Transaction logging: Logging workloads are very different in comparison to small file serving. Instead of quickly retrieving ad content, ad networks drive log updates into the file serving infrastructure. Large ad networks rely on logging for ad relevancy and accurate billing. Log data comes to the system from up to hundreds or thousands of Web servers simultaneously. It is critical to handle hundreds of updates per second, often as atomic appends to prevent collisions between log writers.

High availability: Ad networks must deploy highly available infrastructure for 24/7 operation in support of partner websites and to prevent lost revenue opportunities. Storage systems that support ad serving applications must be impervious to individual disk failure or node failure. File systems must maintain ad serving capabilities throughout such disruptions.

Traditional Storage Falls Behind

Traditional storage systems, including those designed just a few years ago, did not anticipate the unique requirements of Internet-scale applications and verticals such as ad serving. Legacy file systems cannot effectively or economically meet these workload demands, and fall short in several categories.

Costly, proprietary hardware: Traditional systems often rely on custom-built, expensive hardware that has a short lifespan and high ongoing maintenance costs. Upgrades are typically full-forklift leading to premature spending.

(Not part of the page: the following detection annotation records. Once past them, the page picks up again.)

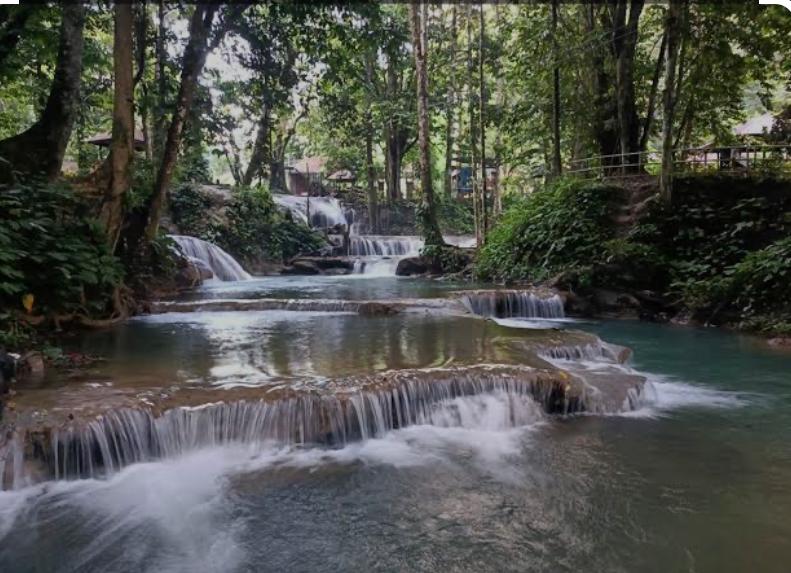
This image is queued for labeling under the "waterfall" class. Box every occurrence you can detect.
[349,235,423,257]
[349,235,423,277]
[272,193,349,229]
[0,365,624,487]
[170,235,252,281]
[461,290,565,318]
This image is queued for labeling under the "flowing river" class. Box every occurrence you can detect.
[0,275,791,573]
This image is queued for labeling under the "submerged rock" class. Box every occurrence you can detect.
[281,257,354,275]
[0,364,642,487]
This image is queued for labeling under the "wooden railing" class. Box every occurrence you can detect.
[565,145,791,179]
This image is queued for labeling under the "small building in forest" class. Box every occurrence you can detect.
[286,156,327,195]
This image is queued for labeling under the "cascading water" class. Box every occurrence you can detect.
[170,235,252,281]
[349,235,423,257]
[349,235,423,276]
[0,365,612,487]
[461,291,566,319]
[272,194,349,229]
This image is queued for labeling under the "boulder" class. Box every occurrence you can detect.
[767,336,791,350]
[17,351,44,379]
[0,349,17,395]
[281,257,354,275]
[396,257,432,277]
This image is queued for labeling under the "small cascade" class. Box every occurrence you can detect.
[272,194,351,229]
[461,290,566,319]
[170,235,252,281]
[0,365,620,487]
[349,235,423,257]
[349,234,423,277]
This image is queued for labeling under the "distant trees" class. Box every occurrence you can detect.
[0,3,85,179]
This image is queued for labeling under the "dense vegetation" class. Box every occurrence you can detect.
[170,183,326,265]
[0,0,791,344]
[476,177,791,330]
[477,180,621,281]
[0,182,123,344]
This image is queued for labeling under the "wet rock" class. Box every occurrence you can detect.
[767,336,791,350]
[281,260,321,275]
[17,351,44,379]
[0,350,16,398]
[357,301,399,316]
[281,257,354,275]
[396,257,432,277]
[593,289,641,314]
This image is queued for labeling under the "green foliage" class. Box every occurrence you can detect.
[0,180,122,314]
[168,183,212,240]
[170,184,324,262]
[420,245,470,274]
[436,193,475,235]
[475,180,619,281]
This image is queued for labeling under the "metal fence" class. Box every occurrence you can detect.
[566,145,791,179]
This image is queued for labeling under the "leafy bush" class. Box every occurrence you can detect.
[168,183,212,240]
[170,184,324,263]
[0,183,122,314]
[475,180,620,280]
[437,193,475,235]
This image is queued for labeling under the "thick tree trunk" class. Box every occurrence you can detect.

Slow throughput at scale: Storage hardware vendors typically build larger “boxes” in a scale-up approach and place too many disk drives behind a single controller, causing performance bottlenecks that cannot economically serve many simultaneous requests. Scale-out limitations often force administrators to deploy entirely new islands of storage once the capacity of existing systems is reached. This leads to excessive spending and delays in provisioning and deploying storage.

Not built for web-scale applications: Storage designers just a few years ago could not have anticipated our present era of billions of file operations in Web-scale applications. Consequently, traditional storage systems do not efficiently handle many small files requests, they do not support effortless logging, and they do not include the integrated abilities of a key-value or object store. Ad networks can take advantage of all these functions to consolidate systems, improve reliability and reduce overall costs.

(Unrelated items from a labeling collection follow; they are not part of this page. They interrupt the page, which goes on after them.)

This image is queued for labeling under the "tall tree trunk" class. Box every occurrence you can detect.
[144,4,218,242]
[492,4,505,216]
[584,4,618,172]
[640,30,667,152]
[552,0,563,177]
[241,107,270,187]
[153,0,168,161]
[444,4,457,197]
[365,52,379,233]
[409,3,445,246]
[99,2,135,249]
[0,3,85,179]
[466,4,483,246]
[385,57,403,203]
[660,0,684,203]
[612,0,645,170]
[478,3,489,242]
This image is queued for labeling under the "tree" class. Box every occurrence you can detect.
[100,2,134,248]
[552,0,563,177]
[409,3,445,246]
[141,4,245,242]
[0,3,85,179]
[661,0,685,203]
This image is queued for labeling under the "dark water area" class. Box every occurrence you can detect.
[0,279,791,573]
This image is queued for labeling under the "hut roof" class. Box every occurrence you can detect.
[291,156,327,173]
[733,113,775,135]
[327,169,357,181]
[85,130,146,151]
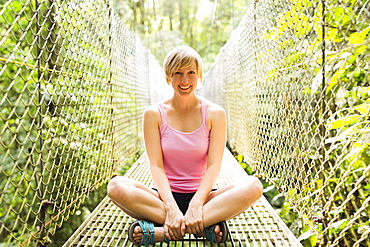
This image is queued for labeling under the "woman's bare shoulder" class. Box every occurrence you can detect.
[202,98,225,115]
[144,103,161,121]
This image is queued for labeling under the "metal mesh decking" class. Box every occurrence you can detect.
[64,150,301,247]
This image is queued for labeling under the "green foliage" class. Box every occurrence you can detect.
[114,0,248,71]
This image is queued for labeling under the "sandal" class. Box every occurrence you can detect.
[204,221,229,243]
[128,220,170,247]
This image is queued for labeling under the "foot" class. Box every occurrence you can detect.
[132,226,164,244]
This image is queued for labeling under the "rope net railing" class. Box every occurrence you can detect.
[0,0,166,246]
[202,0,370,246]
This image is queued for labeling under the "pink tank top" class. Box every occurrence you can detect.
[159,100,209,193]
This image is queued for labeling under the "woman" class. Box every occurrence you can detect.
[108,46,262,246]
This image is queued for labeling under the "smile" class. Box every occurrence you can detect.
[179,86,191,90]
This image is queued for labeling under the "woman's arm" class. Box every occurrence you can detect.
[185,103,226,233]
[143,105,185,240]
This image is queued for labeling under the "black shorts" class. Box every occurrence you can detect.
[152,188,217,215]
[172,192,195,215]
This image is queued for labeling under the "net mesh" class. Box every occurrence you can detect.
[0,0,370,246]
[202,0,370,246]
[0,0,166,246]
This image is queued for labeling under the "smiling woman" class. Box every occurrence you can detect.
[108,46,262,246]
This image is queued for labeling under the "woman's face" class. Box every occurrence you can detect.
[171,61,199,94]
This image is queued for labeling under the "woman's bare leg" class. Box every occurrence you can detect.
[108,176,166,243]
[199,176,263,240]
[108,176,166,224]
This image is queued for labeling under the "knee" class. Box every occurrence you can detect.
[244,176,263,201]
[107,176,129,200]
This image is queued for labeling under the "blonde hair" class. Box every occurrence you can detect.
[163,45,203,84]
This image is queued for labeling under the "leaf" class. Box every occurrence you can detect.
[298,231,316,241]
[329,115,363,130]
[353,103,370,115]
[348,27,370,45]
[329,219,348,232]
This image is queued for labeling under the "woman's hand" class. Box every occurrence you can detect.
[164,209,185,240]
[185,203,204,234]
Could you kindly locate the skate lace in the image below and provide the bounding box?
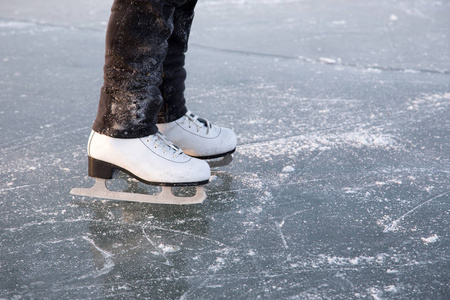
[147,132,183,158]
[182,111,212,135]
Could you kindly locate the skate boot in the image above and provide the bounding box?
[71,132,210,204]
[156,111,237,167]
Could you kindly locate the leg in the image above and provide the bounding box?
[88,0,210,191]
[158,0,236,162]
[93,0,175,138]
[158,0,197,123]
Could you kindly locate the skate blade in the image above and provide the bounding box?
[70,178,206,205]
[207,153,233,168]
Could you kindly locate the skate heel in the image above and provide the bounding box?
[88,156,114,179]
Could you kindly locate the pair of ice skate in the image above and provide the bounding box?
[71,111,236,204]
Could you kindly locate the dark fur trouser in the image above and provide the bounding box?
[92,0,197,138]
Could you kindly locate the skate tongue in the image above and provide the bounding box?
[186,111,212,132]
[155,132,183,156]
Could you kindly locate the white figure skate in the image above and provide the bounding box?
[156,111,237,168]
[70,132,210,204]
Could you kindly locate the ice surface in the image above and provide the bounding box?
[0,0,450,299]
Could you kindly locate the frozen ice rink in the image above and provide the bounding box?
[0,0,450,300]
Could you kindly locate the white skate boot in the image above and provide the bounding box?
[71,132,210,204]
[156,111,237,167]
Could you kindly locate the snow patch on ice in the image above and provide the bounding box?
[0,21,34,29]
[282,166,295,173]
[406,93,450,110]
[239,130,399,159]
[158,244,181,253]
[422,234,439,245]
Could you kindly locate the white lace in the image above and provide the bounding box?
[181,111,212,135]
[147,132,183,158]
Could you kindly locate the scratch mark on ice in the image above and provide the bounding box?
[80,236,115,279]
[383,190,450,232]
[142,226,173,267]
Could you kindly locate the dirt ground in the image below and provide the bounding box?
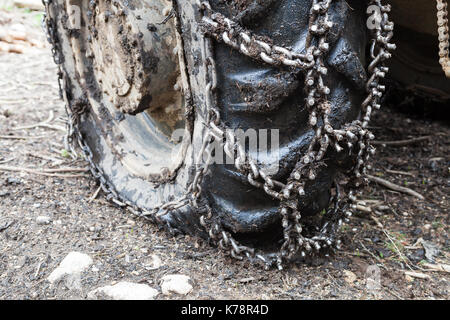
[0,9,450,299]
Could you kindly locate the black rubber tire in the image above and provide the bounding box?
[48,0,367,240]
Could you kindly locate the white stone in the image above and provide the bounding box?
[88,281,158,300]
[36,216,51,224]
[161,274,193,295]
[47,251,93,283]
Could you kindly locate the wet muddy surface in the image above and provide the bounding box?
[0,8,450,299]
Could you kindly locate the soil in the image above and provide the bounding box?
[0,9,450,299]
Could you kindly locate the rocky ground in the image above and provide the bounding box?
[0,9,450,299]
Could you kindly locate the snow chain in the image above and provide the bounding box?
[43,0,394,269]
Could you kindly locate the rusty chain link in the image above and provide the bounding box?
[436,0,450,78]
[43,0,395,269]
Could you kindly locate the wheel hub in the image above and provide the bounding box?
[88,1,181,115]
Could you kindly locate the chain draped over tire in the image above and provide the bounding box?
[43,0,394,269]
[436,0,450,78]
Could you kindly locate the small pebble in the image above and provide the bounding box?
[161,274,193,295]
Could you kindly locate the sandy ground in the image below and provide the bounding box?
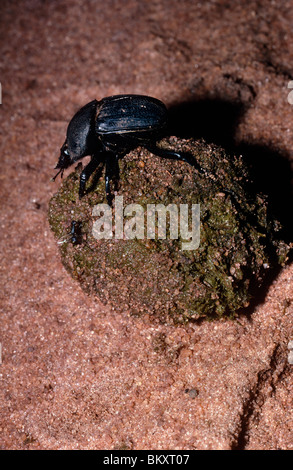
[0,0,293,449]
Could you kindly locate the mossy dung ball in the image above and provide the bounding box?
[49,137,289,323]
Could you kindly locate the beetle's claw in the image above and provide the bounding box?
[51,168,64,181]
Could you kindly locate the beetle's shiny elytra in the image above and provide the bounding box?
[53,95,193,205]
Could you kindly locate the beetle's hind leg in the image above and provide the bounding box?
[79,157,100,199]
[105,152,119,206]
[145,145,202,172]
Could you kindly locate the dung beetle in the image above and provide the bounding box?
[53,95,195,205]
[70,220,82,245]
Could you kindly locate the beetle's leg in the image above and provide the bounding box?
[105,152,119,206]
[79,157,100,199]
[145,145,202,172]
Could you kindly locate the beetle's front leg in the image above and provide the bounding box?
[79,156,100,199]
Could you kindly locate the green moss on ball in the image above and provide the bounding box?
[49,137,289,323]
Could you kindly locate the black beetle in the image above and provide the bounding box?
[70,220,82,245]
[53,95,195,205]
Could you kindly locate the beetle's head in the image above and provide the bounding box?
[53,141,73,181]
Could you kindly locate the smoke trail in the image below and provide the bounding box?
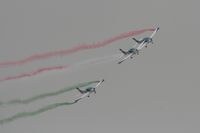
[0,81,99,105]
[0,66,67,82]
[0,54,122,82]
[0,102,74,125]
[0,28,155,68]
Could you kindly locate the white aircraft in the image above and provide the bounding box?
[118,27,159,64]
[74,79,104,103]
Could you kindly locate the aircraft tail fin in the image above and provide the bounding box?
[76,88,84,94]
[119,49,127,55]
[132,38,141,43]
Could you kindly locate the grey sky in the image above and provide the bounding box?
[0,0,200,133]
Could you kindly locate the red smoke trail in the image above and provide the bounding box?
[0,66,68,82]
[0,28,155,68]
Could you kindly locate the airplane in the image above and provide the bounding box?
[132,27,160,50]
[74,79,104,103]
[118,27,159,64]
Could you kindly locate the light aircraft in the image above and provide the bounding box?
[133,27,160,50]
[118,27,159,64]
[74,79,104,103]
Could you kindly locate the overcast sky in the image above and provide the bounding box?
[0,0,200,133]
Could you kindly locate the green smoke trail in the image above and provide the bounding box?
[0,102,74,125]
[0,81,99,105]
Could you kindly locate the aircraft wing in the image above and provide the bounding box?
[118,54,132,64]
[75,92,90,101]
[137,27,159,50]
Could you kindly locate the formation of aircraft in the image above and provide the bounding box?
[118,27,159,64]
[74,27,159,103]
[74,79,104,103]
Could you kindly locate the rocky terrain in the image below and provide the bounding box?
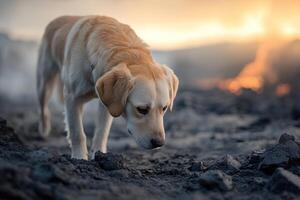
[0,88,300,200]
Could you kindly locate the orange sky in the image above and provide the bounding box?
[0,0,300,49]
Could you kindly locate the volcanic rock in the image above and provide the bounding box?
[267,168,300,194]
[259,134,300,174]
[188,161,207,172]
[209,155,241,174]
[95,151,125,171]
[199,170,233,191]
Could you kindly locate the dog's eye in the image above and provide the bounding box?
[136,107,149,115]
[163,106,168,111]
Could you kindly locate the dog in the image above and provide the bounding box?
[37,16,179,160]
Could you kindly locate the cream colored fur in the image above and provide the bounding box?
[37,16,178,159]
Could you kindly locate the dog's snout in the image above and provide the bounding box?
[151,139,165,148]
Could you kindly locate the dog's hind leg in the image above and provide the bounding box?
[36,40,58,138]
[90,102,113,159]
[64,93,88,160]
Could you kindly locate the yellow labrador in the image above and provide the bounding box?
[37,16,178,160]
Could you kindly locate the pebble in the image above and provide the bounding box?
[199,170,233,191]
[267,168,300,194]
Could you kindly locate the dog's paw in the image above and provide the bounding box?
[71,147,88,160]
[38,122,51,139]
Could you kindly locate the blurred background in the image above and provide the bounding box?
[0,0,300,97]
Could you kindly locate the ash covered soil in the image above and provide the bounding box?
[0,89,300,200]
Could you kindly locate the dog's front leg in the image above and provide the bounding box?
[65,95,88,160]
[91,102,113,159]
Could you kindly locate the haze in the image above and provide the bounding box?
[0,0,300,49]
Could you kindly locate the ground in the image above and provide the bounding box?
[0,88,300,200]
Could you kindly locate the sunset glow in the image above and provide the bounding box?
[0,0,300,50]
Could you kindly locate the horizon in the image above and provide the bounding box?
[0,0,300,50]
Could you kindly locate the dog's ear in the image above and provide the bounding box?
[95,63,133,117]
[163,65,179,111]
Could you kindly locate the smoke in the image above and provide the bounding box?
[0,33,38,98]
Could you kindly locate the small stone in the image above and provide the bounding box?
[95,151,125,171]
[199,170,233,191]
[188,161,207,172]
[259,134,300,174]
[31,164,69,184]
[209,155,241,174]
[267,168,300,194]
[279,133,295,144]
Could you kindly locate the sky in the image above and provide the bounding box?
[0,0,300,49]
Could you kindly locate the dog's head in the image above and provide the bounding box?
[96,63,178,149]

Distributed Systems Meet Ad Serving Demands

Ad serving requires a new approach to storage due to its scale and workload. Distributed systems enable ad networks to build more robust and less expensive file serving infrastructure in several ways.

Inexpensive, commodity hardware: Distributed systems can employ smart software and take advantage of standard, off-the-shelf hardware to achieve the lowest overall costs. Administrators can cut capital costs and maintain lower operating costs by avoiding proprietary hardware systems.

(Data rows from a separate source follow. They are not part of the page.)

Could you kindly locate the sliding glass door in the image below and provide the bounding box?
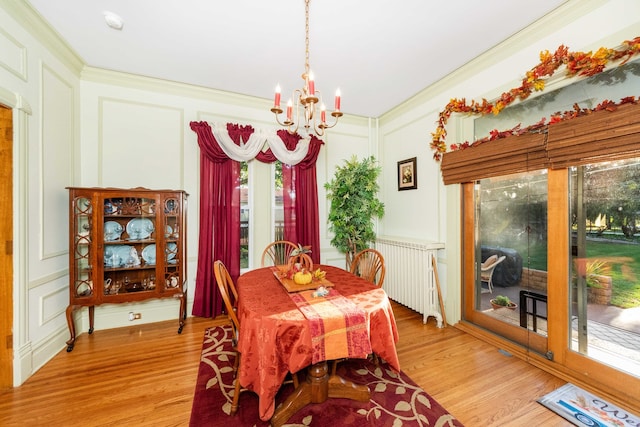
[465,170,548,354]
[569,158,640,376]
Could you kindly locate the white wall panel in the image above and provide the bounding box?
[39,66,76,259]
[99,98,184,189]
[0,28,27,81]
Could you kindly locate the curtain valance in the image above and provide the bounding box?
[191,122,311,165]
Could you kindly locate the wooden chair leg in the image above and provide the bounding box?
[233,351,240,376]
[231,366,240,415]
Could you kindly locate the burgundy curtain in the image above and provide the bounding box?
[191,122,240,317]
[278,129,324,264]
[190,122,323,317]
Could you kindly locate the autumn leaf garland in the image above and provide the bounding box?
[430,37,640,161]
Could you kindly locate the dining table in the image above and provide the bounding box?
[237,265,400,425]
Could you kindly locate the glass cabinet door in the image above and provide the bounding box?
[100,195,159,300]
[71,196,94,298]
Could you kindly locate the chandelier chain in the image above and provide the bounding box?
[271,0,342,136]
[304,0,310,76]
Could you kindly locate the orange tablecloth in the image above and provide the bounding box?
[237,266,400,421]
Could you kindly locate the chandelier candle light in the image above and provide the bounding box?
[271,0,342,136]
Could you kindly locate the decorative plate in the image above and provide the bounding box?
[104,221,124,242]
[142,245,156,265]
[127,218,154,240]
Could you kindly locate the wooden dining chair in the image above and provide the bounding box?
[261,240,298,267]
[351,248,386,288]
[213,260,240,415]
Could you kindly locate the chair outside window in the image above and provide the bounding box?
[213,260,240,415]
[480,255,506,294]
[260,240,298,267]
[351,248,386,288]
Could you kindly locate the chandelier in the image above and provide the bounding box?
[271,0,342,136]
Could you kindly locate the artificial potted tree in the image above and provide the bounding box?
[324,156,384,268]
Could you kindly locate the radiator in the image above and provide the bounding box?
[375,236,444,328]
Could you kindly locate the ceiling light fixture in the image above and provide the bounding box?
[271,0,342,136]
[102,10,124,30]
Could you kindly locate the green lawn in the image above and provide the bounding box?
[587,240,640,308]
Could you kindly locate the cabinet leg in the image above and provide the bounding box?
[89,305,96,334]
[67,305,76,353]
[176,292,187,334]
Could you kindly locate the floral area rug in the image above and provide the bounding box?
[190,326,462,427]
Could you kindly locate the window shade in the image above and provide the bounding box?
[440,133,548,185]
[547,104,640,169]
[440,103,640,185]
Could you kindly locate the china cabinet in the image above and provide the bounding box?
[67,187,188,351]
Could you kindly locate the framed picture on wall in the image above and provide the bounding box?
[398,157,418,191]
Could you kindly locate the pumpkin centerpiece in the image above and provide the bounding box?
[293,268,313,285]
[287,244,313,285]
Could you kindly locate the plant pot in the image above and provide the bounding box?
[489,300,518,310]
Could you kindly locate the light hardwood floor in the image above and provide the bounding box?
[0,304,571,427]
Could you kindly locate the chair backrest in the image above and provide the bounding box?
[351,248,385,287]
[213,260,240,337]
[260,240,298,267]
[480,255,507,277]
[480,254,498,268]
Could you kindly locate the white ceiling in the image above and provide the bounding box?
[28,0,566,117]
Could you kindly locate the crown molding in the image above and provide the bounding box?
[0,0,85,75]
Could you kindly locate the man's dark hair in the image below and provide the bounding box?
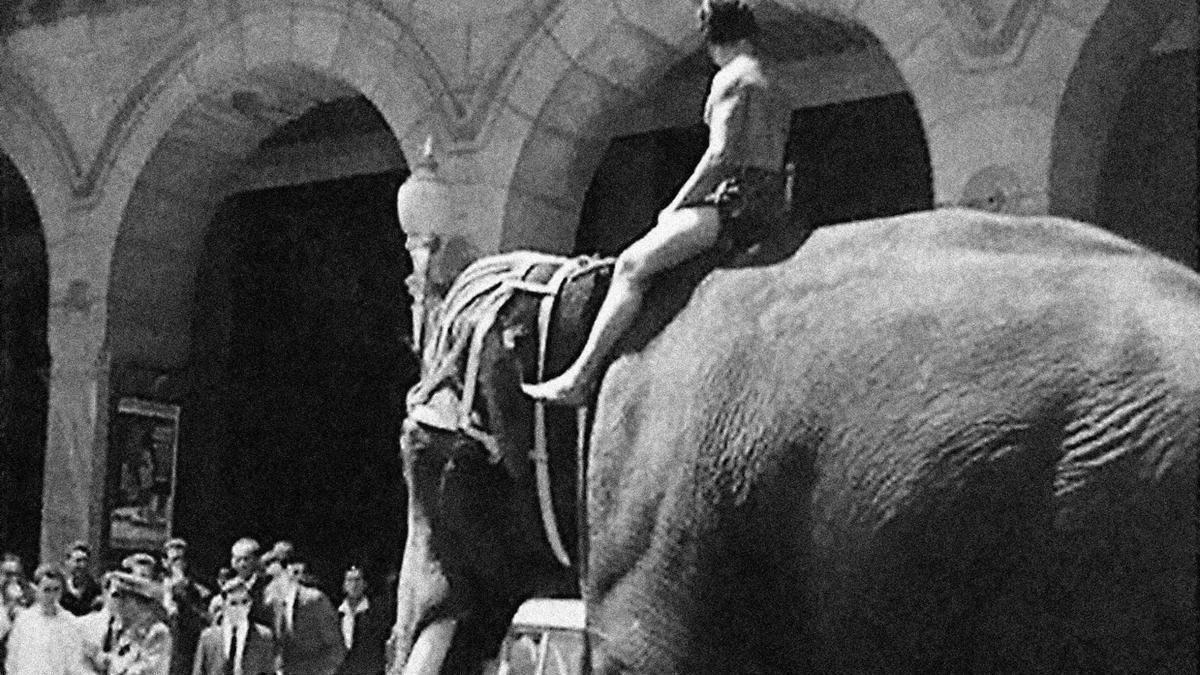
[698,0,758,44]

Consistent, low-latency ad content serving: The scale out approach balances CPU power, network bandwidth, memory and storage capacity, enabling a distributed system to consistently serve ads quickly regardless of how large the system grows. Traditional systems fail to match I/O throughput in proportion to capacity growth.

Single namespace at web-scale: Distributed systems provide a single namespace at scale, dramatically simplifying system management and ensuring that application workloads can grow without requiring fork-lift upgrades of the file serving and storage infrastructure. Traditional systems reach maximum capacity relatively quickly in Web-scale applications, leading to multiple storage islands and increased management burden.

Optimize for web workloads: A storage system optimized for Web workloads drives system consolidation, simplifies management, and yields a more cost-effective approach. Ad networks employ a combination of Web workloads including small file serving, logging, and analytics. Traditional systems are not optimized for these workloads, often resulting in costly duplication of systems and processes.

Online ad networks face challenging file serving throughput and capacity requirements. Traditional storage systems have been unable to keep pace with industry growth at price points and degrees of manageability necessary to run profitable businesses. New, innovative solutions built around distributed systems are ready to step in as Web traffic continues to grow.